Während der Schulzeit haben wir des Öfteren unsere Hände oder Gesichter unter den Kopierer gelegt und die Bilder zum Ärgernis der Lehrer im Klassenzimmer aufgehängt. Miquel Endara hat das Gleiche mit dem Kopf seines Vaters gemacht. Allerdings hat er das Bild danach noch einmal auf ein Blatt Papier skizziert und die einzelnen Flächen mit insgesamt 3,2 Millionen Punkten ausgemalt. Vom ersten Punkt bis zum fertigen Werk benötigte der Künstler 210 Stunden.

Via Colossal

9 Kommentare

  1. sigi
    06. Dec 2011 · 15:46 Uhr

    mwunderschön, berührend

  2. Judas
    07. Dec 2011 · 00:04 Uhr

    wenn ich sowas sehe bekomme ich Agressionen
    -das ist Arbeit für Maschinen und nicht für Menschen

    Außerdem ist der Typ ein miserabler Zeichner, man muss sich nur mal die Aktzeichnungen (die nicht in dieser dämlichen Robotertechnik gemacht wurden) ansehen

  3. Manu
    07. Dec 2011 · 08:06 Uhr

    @Judas:
    Solche Kommentare beschimpfen einen großen Teil der Kunstgeschichte und zeugen von blatanter Ignoranz. Kunst besteht nicht aus gut zeichnen können. Das könne man auch den Maschinen überlassen. Das Resultat ist großartig und die Technik und die Arbeit sind beeindruckend. Agressionsgefühle kann ich nicht bestätigen.

  4. Judas
    07. Dec 2011 · 12:23 Uhr

    Das Resultat ist doch nicht großartig. Es ist absolut langweilig.
    Man kann natürlich Respekt vor der Fleißarbeit und Konzentration haben so zu Arbeiten.
    Aber am Ende sieht es doch so aus wie die abgezeichnete Photokopie einer Person die ihren Kopf auf einen Scanner gelegt hat.

    Welchen Teil der Kunstgeschichte würde ich den beschimpfen?

  5. duke
    07. Dec 2011 · 19:49 Uhr

    Ich stimme Judas teilweise zu. Ich verstehe den Trend in der zeitgenössischen Kunst nicht, mit Malerei (hier Zeichnung) einer Fotografie möglichst nahe zu kommen. Ich meine klar, man schaut sich sowas zwei Minuten an und denkt sich "Wahnsinn, wie das gemacht ist", aber dann muss ich mir das auch nie wieder anschauen. Mit inhaltlicher Tiefe oder eigenem Stil hat das doch gar nix mehr zu tun, da kann ich mir doch auch eine Doku anschauen, wie ein Atomkraftwerk gebaut wird, denn das ist auch eine technische Höchstleistung(und die will ich Miquel Endara auch gar nicht absprechen), aber eben keine künstlerische.
    Aber das ist ja nur eine Meinung, jedem das Seine...

  6. hüeseyin
    07. Dec 2011 · 21:28 Uhr

    duke hat es meiner meinung nach auf den punkt gebracht

  7. anonelli
    09. Dec 2011 · 10:10 Uhr

    Respekt vor dem Künstler.

    In Zeiten der Hochtechnologie ist die Kunst nicht das Resultat, sondern die beflissentliche Arbeit, die darinsteckt.
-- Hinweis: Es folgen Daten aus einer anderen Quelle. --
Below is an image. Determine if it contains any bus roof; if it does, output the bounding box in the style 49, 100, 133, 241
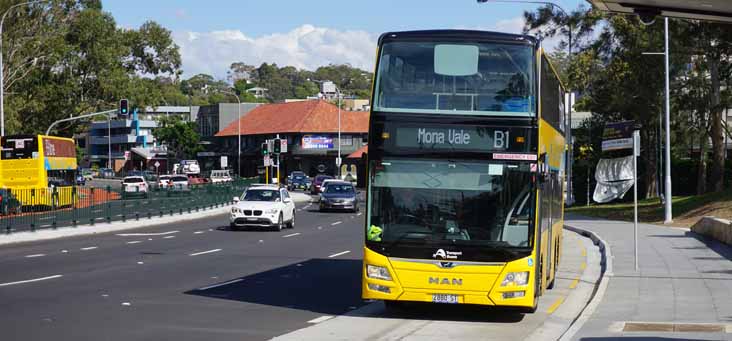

Wenn die im Resultat zu sehen oder zu spüren ist - dann ist das große Kunst.

  8. Judas
    09. Dec 2011 · 13:31 Uhr

    @anonelli
    Wie sieht es aus mit den chinesischen Kopisten? Sie kopieren die Öl-Gemälder, die zum Kanon der Kunstgeschichte gehören, und verkaufen sie dann an den der sich soetwas in die Wohnung hängen will.
    Das ist auch Arbeit - viel Arbeit. Aber ist das Maximum an Arbeit auch gleich das Maximum an Kunst?

    Vielleicht passt das Interview mit David Hockney ganz gut dazu ( http://www.spiegel.de/kultur/gesellschaft/0,1518,389005,00.html )
    "[...]und die Sehnsucht aufkommt nach einer neuen Wahrhaftigkeit in den Bildern. Und die kann nur die gute alte Malerei befriedigen. Es gibt eine kleine Zeichnung von Rembrandt, winzig, 350 Jahre alt, braune Tinte. Es zeigt Eltern, die ihrem Kind beibringen zu laufen. Die Erwartungshaltung der Eltern, die Unsicherheit und die heimliche Freude des Kindes über den ersten Schritt - all das steckt in diesen wenigen Strichen."
    Das ganze ist zwar etwas aus dem Zusammenhang gerissen, aber die Aussage dürfte trotzdem passen. Die wenigen Striche Rembrandts, innerhalb von Minuten auf das Papier gebracht haben eine ganz eigene Aussagekraft. Welche Arbeit steckt in diesen Strichen? Nicht viel, trotzdem kann diese einfache Zeichnung ein überwältigendes Erlbennis sein.

  9. Jess
    17. Feb 2012 · 03:20 Uhr

    Ich finde diese Technik ist schön anzusehen. Ich finde aber gefilmt, gibt es mir mehr als das Bild an sich (wobei mir der Gesichtsausdruck aber gefällt). Es könnte als Video-Art durchgehen.